# Biken um Darmstadt und im nördlichen Odenwald



## scubad (11. August 2009)

Hallo erstmal alle zusammen... Ich hoffe, ich bin geographisch im richtigen Forum ;-)...

Bin ein Biker von der südlichen Alb und werde die Woche vom 24.8. bis 30.8. mit viel Zeit (Urlaub) in Darmstadt verbringen.

Jetzt suche ich Infos, was es da Interessantes zum Biken gibt. Karten, Gebiete, Strecken, alles was ich wissen sollte, um gleich loslegen zu können. Ein paar HM dürfen gerne dabei sein.

Am meisten würde ich mich natürlich über Gleichgesinnte freuen, die sich auskennen und auch vielleicht Lust auf ein paar Touren hätten.

Bin gespannt, Grüße aus dem wilden Süden,

Marc


----------



## Arthur27 (11. August 2009)

Hi Marc,

schau mal bei www.melibokus-biker.de vorbei. Die machen viele Touren in dem Gebiet.
Die Touren werden meist recht kurzfristig ( wenige Tage vor dem Termin ) eingestellt, deswegen musst du regelmässig reinschauen. Meist inkl. KM-, HM- sowie Schwierigkeisangabe.

Gruß
Arthur


----------



## MTB-News.de




----------



## Andreas (12. August 2009)

Infos bekommst Du auch -> hier 

Der Tipp mit den Meli-Bikern war schon mal gut!


----------



## rayc (12. August 2009)

Wie kommt es das du in DA Urlaub machst? 

Darmstadt ist ja nicht umbedingt die typische Urlaubsregion.

Falls Du allein unterwegs bist, kannst du von DA aus folgende Makierungen folgen:
Roten Balken (Odenwald-Vogesen-Fernwanderweg), diesen kannst du Problemlos bis HD folgen.
Blaues B (Burgenweg), dieser beginnt in DA-Eberstadt und geht ebenfalls bis HD.

Als Karten uerde die aus der TF-20-Serie nehmen (1:20k).

Typische Hotspots sind Frankenstein, Tannenberg, Melibokus und Felsberg mit Felsenmeer.
Weiter drinen aber auch sehr gut zu erreichen sind Neunkirchner Hoehe und Lindenfels.

Falls du ein GPS hast:
http://www.gpsies.de/map.do?fileId=yneliboqhhadblmp ( Trailtour eber Melibokus, Felsberg, Neunkirchner Hoehe, Lindenfels)
http://www.gpsies.de/map.do?fileId=oezdrfqbspjkusoh (Trailtour bei Eberbach)
http://www.gpsies.de/map.do?fileId=lkyvsydcmrxyrzxj (Schmetterling - Alemanenweg)
http://www.gpsies.de/map.do?fileId=vwlpcvlqdbsjosgo (Schmetterling - Frankenweg)
Oder du folgst einfach den roten S (Schmetterling), dazu gibt es einen eigenen Thrad.
Nibulungensteig (rotes N) ab Zwingenberg ist auch eine lohende Moeglichkeit.
Da gibt es auch eine Webseite mit Track zu, muesste ich aber ersteinmal suchen.
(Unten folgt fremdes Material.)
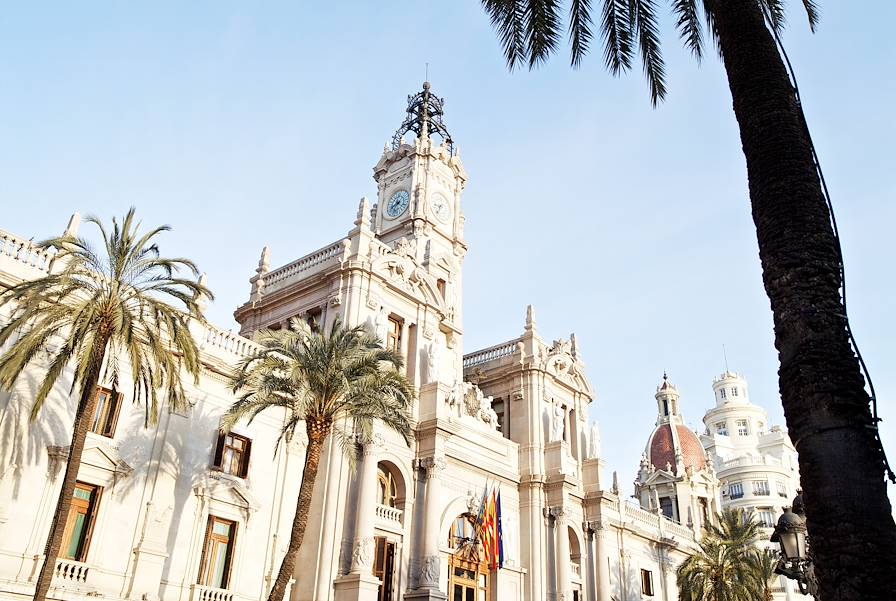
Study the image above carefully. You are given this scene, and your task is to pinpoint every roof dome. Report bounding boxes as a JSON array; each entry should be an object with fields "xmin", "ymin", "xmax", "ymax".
[{"xmin": 647, "ymin": 423, "xmax": 706, "ymax": 476}]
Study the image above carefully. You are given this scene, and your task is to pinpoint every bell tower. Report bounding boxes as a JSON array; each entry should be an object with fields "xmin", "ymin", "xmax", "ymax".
[{"xmin": 373, "ymin": 82, "xmax": 467, "ymax": 254}]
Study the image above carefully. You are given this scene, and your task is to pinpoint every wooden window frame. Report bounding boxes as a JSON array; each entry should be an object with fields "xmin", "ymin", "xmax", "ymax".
[
  {"xmin": 386, "ymin": 315, "xmax": 404, "ymax": 354},
  {"xmin": 90, "ymin": 386, "xmax": 124, "ymax": 438},
  {"xmin": 196, "ymin": 515, "xmax": 237, "ymax": 590},
  {"xmin": 376, "ymin": 465, "xmax": 398, "ymax": 507},
  {"xmin": 641, "ymin": 568, "xmax": 654, "ymax": 597},
  {"xmin": 59, "ymin": 481, "xmax": 103, "ymax": 562},
  {"xmin": 373, "ymin": 536, "xmax": 397, "ymax": 601},
  {"xmin": 212, "ymin": 430, "xmax": 252, "ymax": 478}
]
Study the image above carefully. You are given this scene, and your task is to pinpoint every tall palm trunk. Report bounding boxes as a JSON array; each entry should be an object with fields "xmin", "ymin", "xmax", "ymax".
[
  {"xmin": 268, "ymin": 419, "xmax": 331, "ymax": 601},
  {"xmin": 707, "ymin": 0, "xmax": 896, "ymax": 601},
  {"xmin": 34, "ymin": 334, "xmax": 109, "ymax": 601}
]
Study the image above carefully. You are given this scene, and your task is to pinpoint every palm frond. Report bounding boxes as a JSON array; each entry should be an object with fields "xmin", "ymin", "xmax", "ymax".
[
  {"xmin": 629, "ymin": 0, "xmax": 666, "ymax": 106},
  {"xmin": 569, "ymin": 0, "xmax": 593, "ymax": 68},
  {"xmin": 601, "ymin": 0, "xmax": 634, "ymax": 75},
  {"xmin": 672, "ymin": 0, "xmax": 703, "ymax": 62},
  {"xmin": 523, "ymin": 0, "xmax": 560, "ymax": 69},
  {"xmin": 482, "ymin": 0, "xmax": 526, "ymax": 71}
]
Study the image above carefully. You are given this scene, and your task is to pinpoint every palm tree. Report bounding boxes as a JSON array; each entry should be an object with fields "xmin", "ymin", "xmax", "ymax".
[
  {"xmin": 750, "ymin": 549, "xmax": 780, "ymax": 601},
  {"xmin": 482, "ymin": 0, "xmax": 896, "ymax": 601},
  {"xmin": 678, "ymin": 509, "xmax": 765, "ymax": 601},
  {"xmin": 223, "ymin": 319, "xmax": 414, "ymax": 601},
  {"xmin": 0, "ymin": 208, "xmax": 211, "ymax": 601}
]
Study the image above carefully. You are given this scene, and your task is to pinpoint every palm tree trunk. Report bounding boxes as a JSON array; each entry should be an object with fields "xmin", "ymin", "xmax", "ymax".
[
  {"xmin": 706, "ymin": 0, "xmax": 896, "ymax": 601},
  {"xmin": 34, "ymin": 335, "xmax": 108, "ymax": 601},
  {"xmin": 268, "ymin": 420, "xmax": 330, "ymax": 601}
]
Markierung kann man aber blind folgen.

Ray


----------



## scubad (13. August 2009)

Vielen Dank!
Da kann ich schonmal richtig was mit anfangen. Habe mich bei den Melibokus-Bikern schon angemeldet und bin gespannt, ob da in meiner Woche was läuft.
Bin vollkommen überrascht, dass in der Ecke so viel gebiked wird, so viele Strecken beschrieben sind und dass Ihr so gut organisiert seid. Hut ab, da können wir Älbler uns ne Scheibe abschneiden!
@ Arthur: Vielen Dank, wie gesagt, hab mich schon eingeschrieben und bin auf jeden Fall beim Bullau-Rennen mit dabei.
@ Andreas: Klasse Tourenbeschreibungen.
@Ray: Dito ... und: nun ja, wo einen die Liebe halt hinverschlägt... kann gut sein, dass ich zukünftig öfters in DA bin. 
Speckuliere hier auch auf ´nen sanften Winter. Auf der Alb kannst Du da das Radeln vergessen, doch der Odenwald could be better...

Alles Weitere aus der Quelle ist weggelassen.